According to celebrant Zenith Virago, many in the Northern Rivers region are embracing a more conscious approach to death and dying.

"We have a big home death in situ here in our region," says Zenith.

"We want to die at home. People think this is a new idea but it's not.

"Our community has created a natural lifestyle and now a more natural death style. We now have decorated cardboard coffins, ceremonies at home, in the park - anywhere." Zenith did not plan to be an expert in death and dying and said her calling came quite by accident.

"When I first got involved I had a job as a paralegal. I had certainly never facilitated a ceremony let alone a funeral. Then a really close friend of mine died suddenly in my garden. I made an offer to her husband that I would take care of the ceremony."

For anyone planning a natural death or funeral, preparation and dialogue are the two most important things. This can start well before death by filling in an advanced Health Care Directive - a legal form in NSW that directs how you want your health treatment to unfold. It can outline a range of steps that qualify the quality of life.

"The other aspect of dying that people need to be aware of is what happens after you die.

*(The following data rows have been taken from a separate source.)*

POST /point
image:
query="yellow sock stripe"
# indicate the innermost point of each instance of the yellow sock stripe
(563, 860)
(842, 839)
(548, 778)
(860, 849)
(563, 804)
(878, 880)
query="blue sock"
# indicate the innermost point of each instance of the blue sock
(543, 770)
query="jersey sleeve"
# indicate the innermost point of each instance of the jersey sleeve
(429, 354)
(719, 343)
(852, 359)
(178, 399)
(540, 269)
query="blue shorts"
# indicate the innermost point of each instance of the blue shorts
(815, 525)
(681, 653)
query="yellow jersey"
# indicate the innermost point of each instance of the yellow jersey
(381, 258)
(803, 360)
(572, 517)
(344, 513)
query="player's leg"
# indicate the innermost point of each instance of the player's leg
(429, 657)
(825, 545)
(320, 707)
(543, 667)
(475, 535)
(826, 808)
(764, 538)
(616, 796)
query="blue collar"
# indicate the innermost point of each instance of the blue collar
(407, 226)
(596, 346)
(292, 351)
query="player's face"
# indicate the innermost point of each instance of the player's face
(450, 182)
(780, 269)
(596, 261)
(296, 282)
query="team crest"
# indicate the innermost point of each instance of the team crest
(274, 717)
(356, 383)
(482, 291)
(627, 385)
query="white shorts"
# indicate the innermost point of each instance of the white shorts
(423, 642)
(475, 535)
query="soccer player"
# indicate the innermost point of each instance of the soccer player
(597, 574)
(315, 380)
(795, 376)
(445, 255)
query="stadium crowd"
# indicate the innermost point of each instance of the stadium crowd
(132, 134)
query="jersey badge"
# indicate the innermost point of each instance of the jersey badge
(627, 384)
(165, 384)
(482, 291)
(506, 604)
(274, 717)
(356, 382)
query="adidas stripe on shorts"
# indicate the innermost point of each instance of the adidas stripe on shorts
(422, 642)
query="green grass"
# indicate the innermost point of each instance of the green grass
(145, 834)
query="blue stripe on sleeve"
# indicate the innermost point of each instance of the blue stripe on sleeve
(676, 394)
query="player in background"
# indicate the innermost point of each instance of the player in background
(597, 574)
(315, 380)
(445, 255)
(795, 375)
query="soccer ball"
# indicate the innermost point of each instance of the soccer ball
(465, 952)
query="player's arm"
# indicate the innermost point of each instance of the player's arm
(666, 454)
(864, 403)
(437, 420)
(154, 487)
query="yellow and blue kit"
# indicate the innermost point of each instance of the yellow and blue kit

For the most part, there are three links in chain to this process.

"There are the coffin manufacturers and the funeral directors, and that for the most part, they are privately owned.

Then there are the crematoriums and the cemeteries."

The Natural Death Centre is a non-profit incorporated association located in the Byron Shire.

It is a small, passionate organisation and part of a global wave of demystifying and reclaiming death.

In essence its philosophy is: Death done well allows for a much healthier individual, family and community.